A Discrete SIR Model with Spatial Distribution on a Torus for COVID-19 Analysis using Local Neighborhood Properties

ABSTRACT

The ongoing COVID-19 pandemic threatens the health of humans, causes great economic losses and may disturb the stability of the societies. Mathematical models can be used to understand aspects of the dynamics of epidemics and to increase the chances of control strategies. We propose a SIR graph network model, in which each node represents an individual and the edges represent contacts between individuals. For this purpose, we use the healthy S (susceptible) population without immune behavior, two I-compartments (infectious) and two R-compartments (recovered) as a SIR model. The time steps can be interpreted as days and the spatial spread (limited in distance for a singe step) shell take place on a 200 by 200 torus, which should simulate 40 thousand individuals.
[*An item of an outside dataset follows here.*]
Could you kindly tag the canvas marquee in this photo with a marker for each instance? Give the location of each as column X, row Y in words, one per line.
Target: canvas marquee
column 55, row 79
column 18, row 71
The disease propagation form S to the I-compartment should be possible on a k by k square (k=5 in order to be in small world network) with different time periods and strength of propagation probability in the two I compartments. After the infection, an immunity of different lengths is to be modeled in the two R compartments. The incoming constants should be chosen so that realistic scenarios can arise. With a random distribution and a low case number of diseases at the beginning of the simulation, almost periodic patterns similar to diffusion processes can arise over the years. Mean value operators and the Laplace operator on the torus and its eigenfunctions and eigenvalues are relevant reference points. The torus with five compartments is well suited for visualization. Realistic neighborhood relationships can be viewed with a inhomogeneous graph theoretic approach, but they are more difficult to visualize. Superspreaders naturally arise in inhomogeneous graphs there are different numbers of edges adjacent to the nodes and should therefore be examined in an inhomogeneous graph theoretical model. The expected effect of corona control strategies can be evaluated by comparing the results with various constants used in simulations. The decisive benefit of the models results from the long-term observation of the consequences of the assumptions made, which can differ significantly from the primarily expected effects, as is already known from classic predator-prey models.